Getting into a relationship is an exciting time for any couple: exploring each others' worlds, learning new things about the person you hope is "the one." Everything is fine and dandy until distance separates the happy couple. Every couple that gets separated swears loyalty to one another, but the true test of a relationship is distance. When distance separates a couple, each individual learns how dependent they truly are on one other, and the difficultly of remaining loyal to the other gets harder as time and distance expands. When are the late-night "goodnight" phone calls no longer enough?
When dealing with long-distance relationships, there is a test of morality. One may think, "It would be so easy to cheat, so why not go for it? There is no way he/she will find out, we are too far apart." Although the other may not find out, the most important person knows that it happened, and that person is you. Not only is it hard for a couple to stay loyal to each other when separated for extended periods of time, but with time it also become harder for the couple to believe the other is not cheating on them with someone local. Along with loss of loyalty, a lack of trust comes into play.
When a couple goes long periods of time without seeing each other, trust is not easily formed. There comes a time when couples doubt one another's actions while they are not together. When a couple is together, it is often easier to trust one another because it is harder to lie to someone's face rather than when in a long distance relationship, in order to lie, all it takes is a simple text message. Trust is easily lost through long distance relationships, whether the truth was told or not.
Along with fall-outs of relationships, long distance relationships often bring upon extreme emotions for both parties. When you are in a long distance relationship, you will easily find yourself to be lonely the majority of the time, and often longing for that special someone to share all of life's moments with them. When everyday actions suddenly stop, you find yourself trying to stay in the same routine despite the loss of the other person. For example, when driving in the car, if it is a habit to hold the hand of your special someone, and one day they are gone, you will still look to hold his/her hand the next time you are in the car. Along with the lonesome feeling that every long distance relationship couple has, you will also have a feeling of discontent after a while.
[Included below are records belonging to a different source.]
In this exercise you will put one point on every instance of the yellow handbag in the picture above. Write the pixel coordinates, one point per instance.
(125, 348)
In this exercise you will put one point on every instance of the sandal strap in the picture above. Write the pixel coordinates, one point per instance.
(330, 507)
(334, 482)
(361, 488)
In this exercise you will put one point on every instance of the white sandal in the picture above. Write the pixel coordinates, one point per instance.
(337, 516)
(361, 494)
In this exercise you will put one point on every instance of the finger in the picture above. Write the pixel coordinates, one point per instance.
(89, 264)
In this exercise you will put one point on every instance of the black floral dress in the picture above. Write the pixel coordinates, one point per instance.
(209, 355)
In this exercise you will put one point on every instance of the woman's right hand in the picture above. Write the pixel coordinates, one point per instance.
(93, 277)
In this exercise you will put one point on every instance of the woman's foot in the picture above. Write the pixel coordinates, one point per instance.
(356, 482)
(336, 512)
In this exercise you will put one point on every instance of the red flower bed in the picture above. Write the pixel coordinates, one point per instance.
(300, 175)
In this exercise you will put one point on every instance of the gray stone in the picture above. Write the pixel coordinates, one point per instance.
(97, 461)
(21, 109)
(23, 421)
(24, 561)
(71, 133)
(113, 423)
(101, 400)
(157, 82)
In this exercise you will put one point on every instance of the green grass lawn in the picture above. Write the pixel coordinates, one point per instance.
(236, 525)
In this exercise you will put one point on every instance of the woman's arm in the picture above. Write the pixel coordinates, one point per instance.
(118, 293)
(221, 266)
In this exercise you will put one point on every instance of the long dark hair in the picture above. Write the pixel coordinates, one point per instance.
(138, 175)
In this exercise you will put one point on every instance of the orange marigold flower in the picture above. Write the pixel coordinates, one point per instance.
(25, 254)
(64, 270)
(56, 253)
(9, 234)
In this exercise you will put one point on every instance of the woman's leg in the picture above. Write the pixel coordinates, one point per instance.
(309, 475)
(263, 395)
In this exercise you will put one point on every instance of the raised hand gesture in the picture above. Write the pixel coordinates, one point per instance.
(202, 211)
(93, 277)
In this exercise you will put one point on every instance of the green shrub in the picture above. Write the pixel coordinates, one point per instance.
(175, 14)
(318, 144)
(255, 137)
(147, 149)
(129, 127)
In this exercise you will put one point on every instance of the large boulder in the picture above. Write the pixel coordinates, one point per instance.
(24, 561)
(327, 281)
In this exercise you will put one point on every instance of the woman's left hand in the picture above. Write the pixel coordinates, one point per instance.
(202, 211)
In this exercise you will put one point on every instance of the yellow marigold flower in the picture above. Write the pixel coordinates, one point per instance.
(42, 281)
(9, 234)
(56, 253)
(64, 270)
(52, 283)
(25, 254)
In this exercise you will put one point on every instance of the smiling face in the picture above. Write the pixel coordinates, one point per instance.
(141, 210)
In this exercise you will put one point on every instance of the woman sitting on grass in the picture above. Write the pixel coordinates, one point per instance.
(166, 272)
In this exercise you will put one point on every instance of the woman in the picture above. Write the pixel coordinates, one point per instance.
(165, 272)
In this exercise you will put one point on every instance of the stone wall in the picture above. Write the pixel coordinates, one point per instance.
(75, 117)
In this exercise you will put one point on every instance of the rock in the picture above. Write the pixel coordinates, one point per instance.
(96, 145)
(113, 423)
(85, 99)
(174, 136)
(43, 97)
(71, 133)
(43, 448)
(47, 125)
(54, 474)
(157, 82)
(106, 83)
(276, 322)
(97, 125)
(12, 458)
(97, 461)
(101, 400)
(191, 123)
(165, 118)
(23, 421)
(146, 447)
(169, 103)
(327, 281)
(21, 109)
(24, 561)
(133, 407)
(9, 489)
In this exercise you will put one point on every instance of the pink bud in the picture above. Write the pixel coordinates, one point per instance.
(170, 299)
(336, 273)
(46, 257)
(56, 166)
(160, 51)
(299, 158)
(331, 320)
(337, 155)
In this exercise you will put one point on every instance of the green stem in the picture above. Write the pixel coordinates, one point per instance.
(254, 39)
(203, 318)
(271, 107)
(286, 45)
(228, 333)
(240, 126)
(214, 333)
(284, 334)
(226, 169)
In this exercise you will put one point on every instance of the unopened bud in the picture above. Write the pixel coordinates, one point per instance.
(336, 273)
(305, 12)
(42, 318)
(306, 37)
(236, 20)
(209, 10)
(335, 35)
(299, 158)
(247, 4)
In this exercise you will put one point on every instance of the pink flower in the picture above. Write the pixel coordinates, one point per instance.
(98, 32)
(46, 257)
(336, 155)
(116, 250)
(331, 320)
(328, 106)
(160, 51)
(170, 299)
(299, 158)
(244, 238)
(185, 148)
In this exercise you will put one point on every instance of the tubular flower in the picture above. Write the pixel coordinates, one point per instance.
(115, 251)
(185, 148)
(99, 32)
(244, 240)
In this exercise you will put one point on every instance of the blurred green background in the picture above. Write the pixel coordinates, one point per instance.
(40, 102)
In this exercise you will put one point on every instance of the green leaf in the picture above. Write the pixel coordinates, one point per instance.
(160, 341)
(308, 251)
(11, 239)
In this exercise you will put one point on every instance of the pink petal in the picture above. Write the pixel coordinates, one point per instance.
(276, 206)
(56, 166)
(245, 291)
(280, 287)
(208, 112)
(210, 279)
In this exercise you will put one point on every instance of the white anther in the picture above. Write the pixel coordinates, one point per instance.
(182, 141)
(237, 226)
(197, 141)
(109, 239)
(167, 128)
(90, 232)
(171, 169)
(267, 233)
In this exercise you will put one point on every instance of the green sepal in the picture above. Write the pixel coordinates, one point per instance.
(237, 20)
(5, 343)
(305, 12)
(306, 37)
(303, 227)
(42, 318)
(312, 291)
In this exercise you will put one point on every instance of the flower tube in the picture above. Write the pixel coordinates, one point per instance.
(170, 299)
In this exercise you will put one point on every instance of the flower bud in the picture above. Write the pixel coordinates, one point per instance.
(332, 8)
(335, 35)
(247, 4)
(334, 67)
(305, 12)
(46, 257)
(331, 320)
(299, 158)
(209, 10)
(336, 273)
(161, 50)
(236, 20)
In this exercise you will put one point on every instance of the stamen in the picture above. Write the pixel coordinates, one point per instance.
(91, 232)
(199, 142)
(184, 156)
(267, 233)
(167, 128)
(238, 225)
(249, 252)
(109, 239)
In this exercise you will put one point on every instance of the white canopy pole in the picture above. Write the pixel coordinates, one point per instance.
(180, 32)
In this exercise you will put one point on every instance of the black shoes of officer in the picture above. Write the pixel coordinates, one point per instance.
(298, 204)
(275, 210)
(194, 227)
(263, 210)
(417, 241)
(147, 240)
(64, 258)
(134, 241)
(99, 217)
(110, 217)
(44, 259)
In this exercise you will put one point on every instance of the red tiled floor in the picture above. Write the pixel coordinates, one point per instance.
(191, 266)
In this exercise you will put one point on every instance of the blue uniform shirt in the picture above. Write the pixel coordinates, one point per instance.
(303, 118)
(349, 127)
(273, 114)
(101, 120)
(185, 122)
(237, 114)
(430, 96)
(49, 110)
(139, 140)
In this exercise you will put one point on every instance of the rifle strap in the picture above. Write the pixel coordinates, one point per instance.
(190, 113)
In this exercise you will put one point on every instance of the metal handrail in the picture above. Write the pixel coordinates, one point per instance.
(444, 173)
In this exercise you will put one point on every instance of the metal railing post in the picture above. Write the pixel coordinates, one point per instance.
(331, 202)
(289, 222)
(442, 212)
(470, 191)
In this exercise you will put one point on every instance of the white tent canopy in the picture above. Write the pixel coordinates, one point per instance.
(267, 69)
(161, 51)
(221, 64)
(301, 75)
When conversations turn to phone calls and become solely digital, there comes a time when you run out of things to say and words to describe how you feel. After a while the words "I miss you" become just a repetitive sentence and no longer means the same thing it did in the beginning of the relationship. A couple will have a feeling of discontent with the meaningless conversations with one another and the repetitiveness of the same words or sentences. There also comes a time when the couple no longer knows how to properly communicate with one another as a couple and will fall into a boring routine which is when the relationship is no longer fun and exciting.